The first round of the inaugural season was scheduled to begin at the Jawaharlal Nehru Stadium in New Delhi followed by another three rounds in Mumbai, Pune and Ahmedabad from October to December 2023. However, the calendar was cut short and the first round was successfully held at Pune on 28 January 2024. The second round was held at Ahmedabad. Big Rock Motorsports was leading the team championship after two rounds and later won the inaugural title.

The final round scheduled to be held at Delhi was shifted to Bengaluru due the farmers' strike in Delhi. Bollywood actor Arjun Kapoor launched the ISRL on 1 June 2023 in New Delhi. Earlier in November 2022, fmsci vice-president Gautam Shanthappa announced that the federation has signed an MoU granting rights to Team SXI. Popular bollywood actor Salman Khan is named as the brand ambassador for Season 2.

Former Supercross international racers brothers Eeshan Lokhande and Aashwin Lokhande, along with Veer Patel formed Supercross India Private Limited (Team SXI), the parent company of ISRL, which organises the events. The opening of rider registrations were announced on 20 July 2023 in Pune for the inaugural league.

== Format ==
The first of the four categories will be the 450cc category, the premier class of supercross racing globally (this class is open only for international riders in the opening season). There are two 250cc categories one for international riders and a separate category for Indian and Asian riders. Another 85cc category for riders between 11 and 14 years was planned but later scrapped.

== Teams ==
The first team to acquire the franchise rights is BB Racing, owned by former racer Atul Chordia's Panchshil Reality of Pune. SG Sports, the sports branch of APL Apollo Group, became the second franchise team, headed by Sanjay Gupta, CMD. Dhrumil Patel, a Vadodara-based entrepreneur, along with Indian motorsport rally driver Arjuna Awardee Gaurav Gill have acquired the franchise rights for Gujarat Trailblazers, the third ISRL team. BigRock Motorsport has been announced as the fourth franchise team for ISRL. Popular Supercross Indian champion and the first Indian rider to complete Dakar Rally, CS Santosh will be heading the BigRock team.

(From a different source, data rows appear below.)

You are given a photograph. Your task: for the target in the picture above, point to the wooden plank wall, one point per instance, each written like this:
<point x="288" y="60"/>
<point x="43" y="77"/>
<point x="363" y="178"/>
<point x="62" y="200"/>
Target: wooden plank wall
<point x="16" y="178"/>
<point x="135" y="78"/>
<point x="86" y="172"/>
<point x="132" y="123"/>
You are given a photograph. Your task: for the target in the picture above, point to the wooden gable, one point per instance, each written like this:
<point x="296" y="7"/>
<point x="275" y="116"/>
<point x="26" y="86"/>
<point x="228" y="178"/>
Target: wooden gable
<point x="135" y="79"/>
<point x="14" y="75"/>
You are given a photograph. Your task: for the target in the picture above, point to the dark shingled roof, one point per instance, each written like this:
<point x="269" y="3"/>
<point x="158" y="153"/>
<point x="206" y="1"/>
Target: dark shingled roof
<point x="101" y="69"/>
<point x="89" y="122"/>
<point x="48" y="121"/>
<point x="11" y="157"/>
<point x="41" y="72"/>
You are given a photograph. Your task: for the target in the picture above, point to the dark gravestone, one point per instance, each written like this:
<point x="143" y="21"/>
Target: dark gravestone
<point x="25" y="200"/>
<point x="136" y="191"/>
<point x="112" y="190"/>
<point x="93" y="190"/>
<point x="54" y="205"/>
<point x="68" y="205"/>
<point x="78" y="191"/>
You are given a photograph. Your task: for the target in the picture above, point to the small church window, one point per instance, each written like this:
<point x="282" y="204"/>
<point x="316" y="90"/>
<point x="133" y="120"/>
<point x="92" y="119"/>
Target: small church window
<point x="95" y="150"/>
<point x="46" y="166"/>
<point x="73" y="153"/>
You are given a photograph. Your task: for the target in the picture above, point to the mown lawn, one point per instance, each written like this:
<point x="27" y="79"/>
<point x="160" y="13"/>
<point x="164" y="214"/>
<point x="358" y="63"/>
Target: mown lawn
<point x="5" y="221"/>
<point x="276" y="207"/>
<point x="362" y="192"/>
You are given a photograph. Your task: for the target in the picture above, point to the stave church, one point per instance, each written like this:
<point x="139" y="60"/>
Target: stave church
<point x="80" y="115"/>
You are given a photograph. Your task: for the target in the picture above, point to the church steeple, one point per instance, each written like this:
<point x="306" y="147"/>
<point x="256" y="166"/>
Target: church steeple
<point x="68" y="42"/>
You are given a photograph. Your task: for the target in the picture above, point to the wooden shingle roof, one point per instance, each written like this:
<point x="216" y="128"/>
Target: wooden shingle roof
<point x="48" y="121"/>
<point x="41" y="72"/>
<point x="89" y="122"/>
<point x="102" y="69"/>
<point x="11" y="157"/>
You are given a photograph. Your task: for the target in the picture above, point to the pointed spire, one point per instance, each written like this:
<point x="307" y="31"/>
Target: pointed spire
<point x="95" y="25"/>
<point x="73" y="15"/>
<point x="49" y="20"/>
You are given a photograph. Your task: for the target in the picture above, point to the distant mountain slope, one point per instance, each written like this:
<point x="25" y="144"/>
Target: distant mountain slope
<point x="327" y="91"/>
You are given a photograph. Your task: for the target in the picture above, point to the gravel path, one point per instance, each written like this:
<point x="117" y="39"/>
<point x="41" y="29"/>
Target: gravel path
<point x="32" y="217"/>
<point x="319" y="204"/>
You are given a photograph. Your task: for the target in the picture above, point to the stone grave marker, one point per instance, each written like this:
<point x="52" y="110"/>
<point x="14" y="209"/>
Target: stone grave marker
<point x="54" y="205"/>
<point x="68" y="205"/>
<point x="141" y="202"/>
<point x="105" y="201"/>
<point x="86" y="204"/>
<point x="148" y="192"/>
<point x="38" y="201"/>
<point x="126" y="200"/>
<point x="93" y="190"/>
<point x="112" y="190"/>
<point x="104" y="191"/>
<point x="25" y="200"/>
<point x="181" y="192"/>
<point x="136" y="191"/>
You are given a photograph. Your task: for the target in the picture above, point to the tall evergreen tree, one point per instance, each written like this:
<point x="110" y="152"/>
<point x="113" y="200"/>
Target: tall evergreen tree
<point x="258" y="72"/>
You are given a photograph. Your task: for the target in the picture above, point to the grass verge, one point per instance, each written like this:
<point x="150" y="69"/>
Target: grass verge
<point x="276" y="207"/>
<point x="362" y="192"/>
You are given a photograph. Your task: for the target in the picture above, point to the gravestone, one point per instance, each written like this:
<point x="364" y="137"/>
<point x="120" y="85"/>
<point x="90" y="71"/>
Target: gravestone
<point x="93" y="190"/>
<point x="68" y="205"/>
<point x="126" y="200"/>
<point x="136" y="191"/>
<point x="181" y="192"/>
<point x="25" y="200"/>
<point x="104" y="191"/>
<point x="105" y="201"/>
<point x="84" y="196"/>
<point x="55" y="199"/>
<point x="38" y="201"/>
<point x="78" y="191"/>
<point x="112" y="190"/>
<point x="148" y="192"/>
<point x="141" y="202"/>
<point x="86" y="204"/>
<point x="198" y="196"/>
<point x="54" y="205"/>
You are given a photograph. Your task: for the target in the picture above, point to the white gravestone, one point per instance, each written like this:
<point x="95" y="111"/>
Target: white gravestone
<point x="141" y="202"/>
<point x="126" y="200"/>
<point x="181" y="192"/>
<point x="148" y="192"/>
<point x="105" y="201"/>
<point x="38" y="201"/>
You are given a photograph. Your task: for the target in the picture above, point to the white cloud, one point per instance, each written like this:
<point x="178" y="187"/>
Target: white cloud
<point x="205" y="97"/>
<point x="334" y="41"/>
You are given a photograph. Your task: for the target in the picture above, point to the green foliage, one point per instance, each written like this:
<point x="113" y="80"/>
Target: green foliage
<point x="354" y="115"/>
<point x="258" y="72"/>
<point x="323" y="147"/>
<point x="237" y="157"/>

| Team |  | owner | Debut | Notes |
|---|---|---|---|---|
|  | BB Racing | Panchshil Realty | 2024 |  |
|  | BigRock Motorsports SX | BigRock Dirt Park CS Santosh | 2024 | Season 1 winner |
|  | Gujarat Trailblazers | Gaurav Gill Dhrumil Patel | 2024 |  |
|  | Indewheelers | Vikram Dhar Ajay Agrawal | 2025 |  |
|  | Tricolor KTM Racing Team | Pradeep Lala | 2025 |  |
|  | reise TorqRacers | reise Moto | 2024 |  |
|  | PBG Racing | Punit Balan Group | 2026 |  |

===Former teams===

| Team | Debut | Dissolved | Owner |
|---|---|---|---|
| SG Speed Racers | 2024 | 2024 | SG Sports |
| Mohite's Racing Team | 2024 | 2024 | Abhishek Mohite |

== History ==
One of the first Stadium motocross events was held in Los Angeles Coliseum in 1972, Jaipur hosted India's first stadium motocross event in 1977. Later in 1988, Pune hosted the inaugural round of the 250cc Rodil Trophy Stadium Motocross World Championship at the Jawaharlal Nehru Stadium. The Indian Grand Prix races for the 125cc and 250cc classes, were also held along with the Rodil Trophy, More recently, the Pune Invitational Supercross held five editions till 2019. The Indian Federation, fmsci, also conducts the MRF MoGrip National Supercross Championship annually.